I am burning through the small limbs of those trees I have, so I figure I will burn this fire all day and keep it around 5-700 degrees until I am ready to cook.
I knocked out 9 pizzas, 2 of which were calzones, 1 was ashed and the rest were good. The oven was running 950+ on the roof and from 850 to 700 down the walls and back with the floor at 500+. It didn't hold very long though, maybe an hour. I blocked the entrance with AAC rubble, see what it is in the morning.
Yeah, I had a similar experience this week. 48 hours and 220 interior air temperature (door thermometer). That's without the last layer of insulation, although I did leave a fat bed of coals in the whole time.
For the inner part of the core, I used 1-4 homebrew to perlite. This is 2-1/4" thick.
For the outer part of the core, I did 1-1 homebrew to perlite, 3/4" thick. I used tuckpointing trowels for the handles, my confidence level is not high on them. Start to finish 1 hour of work, several weeks of thinking about it.
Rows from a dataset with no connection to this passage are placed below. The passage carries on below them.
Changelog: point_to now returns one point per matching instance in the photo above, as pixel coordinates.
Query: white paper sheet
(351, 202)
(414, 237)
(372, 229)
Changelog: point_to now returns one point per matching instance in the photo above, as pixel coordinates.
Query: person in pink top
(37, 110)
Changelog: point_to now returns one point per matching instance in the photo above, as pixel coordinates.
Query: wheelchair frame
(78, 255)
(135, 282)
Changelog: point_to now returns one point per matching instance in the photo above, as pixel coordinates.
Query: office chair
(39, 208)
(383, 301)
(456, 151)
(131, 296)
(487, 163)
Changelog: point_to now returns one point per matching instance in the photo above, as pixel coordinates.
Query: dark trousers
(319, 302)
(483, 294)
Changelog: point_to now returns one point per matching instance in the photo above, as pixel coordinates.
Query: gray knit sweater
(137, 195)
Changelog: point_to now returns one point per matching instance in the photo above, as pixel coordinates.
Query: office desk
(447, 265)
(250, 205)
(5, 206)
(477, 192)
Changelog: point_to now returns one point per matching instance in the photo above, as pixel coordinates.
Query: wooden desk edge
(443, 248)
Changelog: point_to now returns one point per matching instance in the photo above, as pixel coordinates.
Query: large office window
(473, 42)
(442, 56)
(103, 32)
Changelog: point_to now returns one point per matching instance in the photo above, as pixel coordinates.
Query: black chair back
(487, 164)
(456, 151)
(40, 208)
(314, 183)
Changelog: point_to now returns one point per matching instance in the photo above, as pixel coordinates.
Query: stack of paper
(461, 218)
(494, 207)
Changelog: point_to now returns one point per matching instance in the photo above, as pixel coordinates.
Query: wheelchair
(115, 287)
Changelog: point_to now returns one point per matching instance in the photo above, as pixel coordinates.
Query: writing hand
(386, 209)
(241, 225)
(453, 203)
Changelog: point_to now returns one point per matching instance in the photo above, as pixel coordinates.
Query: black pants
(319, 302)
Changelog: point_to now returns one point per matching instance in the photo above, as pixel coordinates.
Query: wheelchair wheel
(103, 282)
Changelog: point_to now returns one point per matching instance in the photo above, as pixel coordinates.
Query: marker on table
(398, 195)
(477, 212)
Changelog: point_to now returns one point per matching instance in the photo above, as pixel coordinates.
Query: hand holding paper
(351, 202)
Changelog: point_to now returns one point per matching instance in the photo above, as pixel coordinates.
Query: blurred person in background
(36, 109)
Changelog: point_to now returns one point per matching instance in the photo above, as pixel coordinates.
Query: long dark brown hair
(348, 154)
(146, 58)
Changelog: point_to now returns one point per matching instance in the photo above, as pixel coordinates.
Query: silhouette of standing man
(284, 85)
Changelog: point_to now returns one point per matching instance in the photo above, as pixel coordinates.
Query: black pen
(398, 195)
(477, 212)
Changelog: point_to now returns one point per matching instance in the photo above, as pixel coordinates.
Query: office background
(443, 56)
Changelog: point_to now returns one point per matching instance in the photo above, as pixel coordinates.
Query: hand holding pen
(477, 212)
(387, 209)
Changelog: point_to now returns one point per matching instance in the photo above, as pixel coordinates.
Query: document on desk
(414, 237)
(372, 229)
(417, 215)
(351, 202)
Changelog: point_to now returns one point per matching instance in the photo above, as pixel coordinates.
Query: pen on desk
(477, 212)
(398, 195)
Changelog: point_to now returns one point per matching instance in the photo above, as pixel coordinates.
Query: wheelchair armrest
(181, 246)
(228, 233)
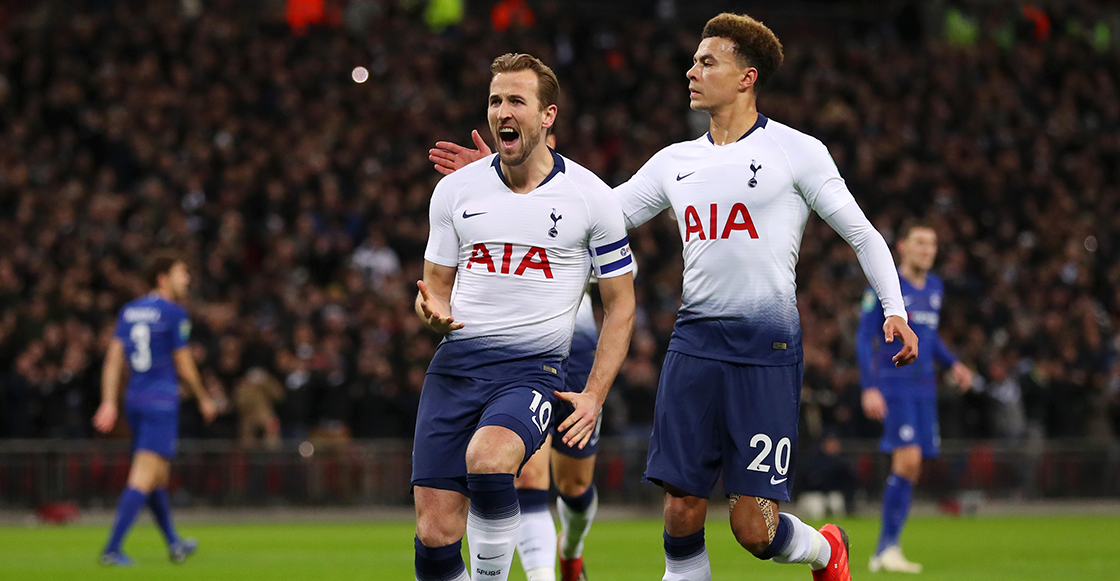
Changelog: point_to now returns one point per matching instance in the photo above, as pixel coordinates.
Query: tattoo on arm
(767, 508)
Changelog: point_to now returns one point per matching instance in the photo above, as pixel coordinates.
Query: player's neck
(915, 275)
(528, 176)
(731, 122)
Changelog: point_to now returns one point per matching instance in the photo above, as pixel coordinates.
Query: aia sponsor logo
(534, 258)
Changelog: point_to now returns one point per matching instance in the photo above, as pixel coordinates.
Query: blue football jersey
(152, 328)
(877, 369)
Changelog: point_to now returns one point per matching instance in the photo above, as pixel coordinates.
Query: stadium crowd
(299, 198)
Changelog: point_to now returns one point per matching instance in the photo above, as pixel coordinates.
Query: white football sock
(492, 543)
(696, 568)
(575, 525)
(806, 545)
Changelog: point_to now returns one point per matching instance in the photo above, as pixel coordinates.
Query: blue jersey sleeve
(868, 338)
(180, 331)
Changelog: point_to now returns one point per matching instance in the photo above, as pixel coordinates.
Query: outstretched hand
(579, 427)
(431, 308)
(449, 156)
(896, 327)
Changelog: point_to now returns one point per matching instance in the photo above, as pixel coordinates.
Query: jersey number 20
(141, 345)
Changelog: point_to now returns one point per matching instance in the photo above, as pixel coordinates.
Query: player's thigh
(524, 406)
(688, 425)
(446, 420)
(761, 441)
(149, 470)
(534, 475)
(572, 476)
(441, 515)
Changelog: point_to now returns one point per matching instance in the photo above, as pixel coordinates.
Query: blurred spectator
(254, 396)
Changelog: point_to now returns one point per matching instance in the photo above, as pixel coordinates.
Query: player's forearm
(111, 382)
(874, 256)
(111, 373)
(614, 343)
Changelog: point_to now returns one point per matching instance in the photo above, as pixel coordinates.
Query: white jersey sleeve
(643, 196)
(442, 240)
(817, 177)
(874, 256)
(609, 247)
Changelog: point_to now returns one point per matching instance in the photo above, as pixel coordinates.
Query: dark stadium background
(235, 131)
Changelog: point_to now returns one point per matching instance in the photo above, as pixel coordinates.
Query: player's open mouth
(509, 136)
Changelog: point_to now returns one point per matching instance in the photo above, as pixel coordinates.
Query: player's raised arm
(110, 386)
(434, 301)
(449, 156)
(618, 307)
(188, 372)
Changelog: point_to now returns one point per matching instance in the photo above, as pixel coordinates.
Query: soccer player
(729, 391)
(516, 236)
(151, 337)
(905, 399)
(571, 467)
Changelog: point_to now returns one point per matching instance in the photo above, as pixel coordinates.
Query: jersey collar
(759, 123)
(558, 168)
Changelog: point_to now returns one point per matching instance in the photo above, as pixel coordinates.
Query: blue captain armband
(610, 258)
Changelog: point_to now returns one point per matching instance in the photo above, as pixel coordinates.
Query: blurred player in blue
(905, 399)
(151, 337)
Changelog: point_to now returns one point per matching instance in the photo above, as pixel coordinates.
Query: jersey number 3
(141, 347)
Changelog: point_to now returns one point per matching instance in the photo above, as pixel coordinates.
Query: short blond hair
(548, 85)
(755, 44)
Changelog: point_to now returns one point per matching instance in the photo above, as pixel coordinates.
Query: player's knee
(574, 484)
(684, 514)
(434, 533)
(752, 535)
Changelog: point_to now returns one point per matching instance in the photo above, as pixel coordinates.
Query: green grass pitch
(987, 549)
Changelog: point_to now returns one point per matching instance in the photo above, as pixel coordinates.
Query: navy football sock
(160, 504)
(128, 507)
(896, 500)
(439, 563)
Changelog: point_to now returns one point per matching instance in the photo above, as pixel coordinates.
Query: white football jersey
(522, 261)
(740, 209)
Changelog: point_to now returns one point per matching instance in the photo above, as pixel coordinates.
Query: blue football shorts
(451, 409)
(155, 429)
(911, 421)
(716, 418)
(578, 368)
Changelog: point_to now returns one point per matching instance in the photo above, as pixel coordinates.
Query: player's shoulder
(468, 174)
(582, 178)
(791, 139)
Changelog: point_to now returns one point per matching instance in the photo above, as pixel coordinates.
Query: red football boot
(838, 563)
(572, 570)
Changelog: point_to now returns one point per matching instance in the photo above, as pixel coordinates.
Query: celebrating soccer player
(729, 391)
(516, 236)
(905, 400)
(151, 335)
(572, 468)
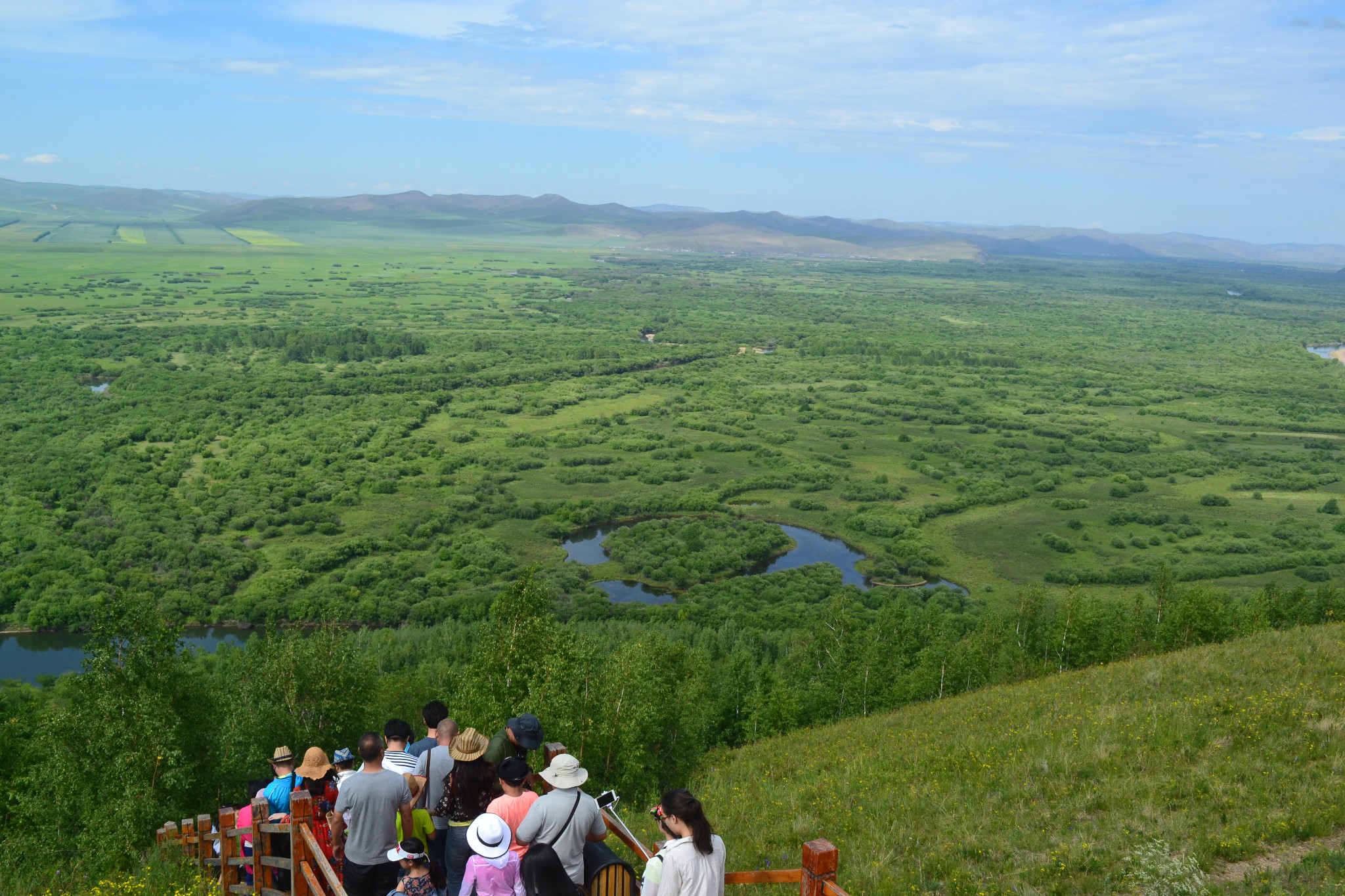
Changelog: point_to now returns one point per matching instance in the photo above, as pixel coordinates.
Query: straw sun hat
(468, 746)
(315, 763)
(565, 771)
(489, 836)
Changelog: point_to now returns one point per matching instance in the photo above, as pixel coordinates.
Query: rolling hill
(688, 228)
(417, 217)
(60, 200)
(1227, 753)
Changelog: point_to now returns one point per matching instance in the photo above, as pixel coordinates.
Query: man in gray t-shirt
(549, 821)
(432, 767)
(373, 797)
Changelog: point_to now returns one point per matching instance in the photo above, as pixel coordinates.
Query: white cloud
(1321, 135)
(58, 12)
(254, 66)
(414, 18)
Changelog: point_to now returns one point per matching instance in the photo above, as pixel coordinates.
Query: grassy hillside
(1225, 753)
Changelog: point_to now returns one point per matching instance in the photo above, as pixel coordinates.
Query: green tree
(120, 757)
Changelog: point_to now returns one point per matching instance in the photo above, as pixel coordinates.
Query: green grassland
(1225, 753)
(998, 425)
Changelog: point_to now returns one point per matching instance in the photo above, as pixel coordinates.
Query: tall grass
(1222, 752)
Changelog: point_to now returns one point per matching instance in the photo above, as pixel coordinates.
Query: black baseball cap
(513, 771)
(527, 730)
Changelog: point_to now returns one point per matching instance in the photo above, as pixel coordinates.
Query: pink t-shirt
(491, 880)
(513, 809)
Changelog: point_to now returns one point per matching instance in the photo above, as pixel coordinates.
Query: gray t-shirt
(548, 815)
(433, 765)
(372, 800)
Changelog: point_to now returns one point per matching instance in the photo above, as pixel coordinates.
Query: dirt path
(1277, 859)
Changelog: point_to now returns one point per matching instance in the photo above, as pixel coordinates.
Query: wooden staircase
(311, 875)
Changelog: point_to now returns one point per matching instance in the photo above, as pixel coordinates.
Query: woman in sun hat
(319, 777)
(468, 790)
(494, 867)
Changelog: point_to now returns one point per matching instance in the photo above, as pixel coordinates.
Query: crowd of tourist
(456, 813)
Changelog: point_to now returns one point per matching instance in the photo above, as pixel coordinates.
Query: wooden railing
(304, 871)
(311, 875)
(817, 878)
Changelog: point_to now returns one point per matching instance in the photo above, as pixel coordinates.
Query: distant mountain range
(649, 227)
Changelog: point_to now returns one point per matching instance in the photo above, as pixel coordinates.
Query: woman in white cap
(418, 876)
(493, 870)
After it sets and I trim it to fit, it will be cut in half. I will then coat it with a thin layer of modified thinset for a skin.
Last edited by Tscarborough; 03-12-2010, 05:31 PM.
Good luck. My experiments using similar materials didn't last. It cracked and fell apart. But mine was way thinner than yours-only 1" thick panel screwed into a timber door. Every time I made a panel that was insulating enough it was too weak and every time I made it strong enough it did not insulate well. The traditional method was to soak a timber door in water, although this also has its drawbacks. A steel door, being a good conductor will do a good job of sucking heat out of the oven, is unsafe to handle (ouch that's hot) although it won't burn.
I think the door is the WFO Achilles heel.
I did cook some pies last night, made 8 doughs, cooked six pizzas along with the spinach cannoli friends brought. Only one rolled into a calzone, too much sauce, too much time on the plate, and too many ingredients, now the good Doctor knows.
My bricklayer, AKA Dr. Feelgood:
With a dubious but loud bunch of groupies,
We worked our way through several pies.
We made a traditional Margahrita, and then used various combinations of pepperoni, red onion, baby portabellos, tomatos, garlic, and jalapenos. For cheese, I had some fresh Moz, and some fresh Oxaca. I preferred the Oxaca, esp. when I added a little parmesan .
The heat profile was 6pm 300, 7pm 8-900, end of cooking 6-800. This morning at 9am it was 4-500, and 5pm this afternoon it is 220ish.
Where do you think you are losing your heat? I was under the impression that a vault style oven had better retention then the Pompeii's. Did you have the door open for a while before it was closed?